É o caso da Espanha, que acaba de aprovar um programa para atrair trabalhadores nômades internacionais. Essa categoria faz parte de uma lei ratificada em dezembro que permite que migrantes que trabalham remotamente vivam no país sem a necessidade de um visto de trabalho comum.
Os Estados Unidos não fogem à tendência. Para facilitar a entrada de turistas e trabalhadores temporários, o Departamento de Estado norte-americano anunciou recentemente que irá simplificar o processo de concessão de visto para algumas categorias, como vistos de estudo e intercâmbio e aqueles focados em trabalho sazonal. Nesses casos, não haverá mais a exigência de entrevista. Além disso, todos aqueles cujos vistos venceram nos últimos 48 meses também estão dispensados de realizar a entrevista.
Precarização do trabalho
Jóice Domeniconi alerta, no entanto, para o fato de que estas mudanças dialogam diretamente com os processos de precarização do trabalho, uma vez que essa crescente valorização do trabalhador autônomo é acompanhada pela flexibilização das proteções trabalhistas, pela desestruturação da seguridade social e previdenciária e pelas falhas nas garantias presentes nos contratos formais de trabalho.

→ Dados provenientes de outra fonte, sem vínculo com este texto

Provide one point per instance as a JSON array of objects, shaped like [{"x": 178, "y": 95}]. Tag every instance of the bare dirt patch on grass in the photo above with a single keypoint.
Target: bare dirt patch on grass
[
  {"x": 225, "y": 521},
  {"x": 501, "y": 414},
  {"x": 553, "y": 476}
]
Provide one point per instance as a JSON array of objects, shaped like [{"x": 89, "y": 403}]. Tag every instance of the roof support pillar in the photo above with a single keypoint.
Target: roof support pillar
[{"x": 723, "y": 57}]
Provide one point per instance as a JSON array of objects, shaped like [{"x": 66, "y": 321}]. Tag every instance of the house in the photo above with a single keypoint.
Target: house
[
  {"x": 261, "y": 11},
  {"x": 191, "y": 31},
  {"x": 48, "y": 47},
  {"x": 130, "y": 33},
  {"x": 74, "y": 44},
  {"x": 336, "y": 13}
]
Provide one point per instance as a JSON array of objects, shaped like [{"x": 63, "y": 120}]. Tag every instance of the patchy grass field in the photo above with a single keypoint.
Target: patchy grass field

“É necessário avaliar criticamente a categoria do trabalho remoto ou nômade desses profissionais, à medida que questões trabalhistas, previdenciárias, fiscais e de saúde no trabalho passarão a fazer parte do debate e muitas vezes seus ônus ficarão a cargo do trabalhador e dependerão de acordos bi e multilaterais estabelecidos entre os distintos países de contratação, residência e origem e do direito internacional, incorrendo, no final, em uma grave perda de direitos possivelmente já estabelecidos”, afirma a pesquisadora.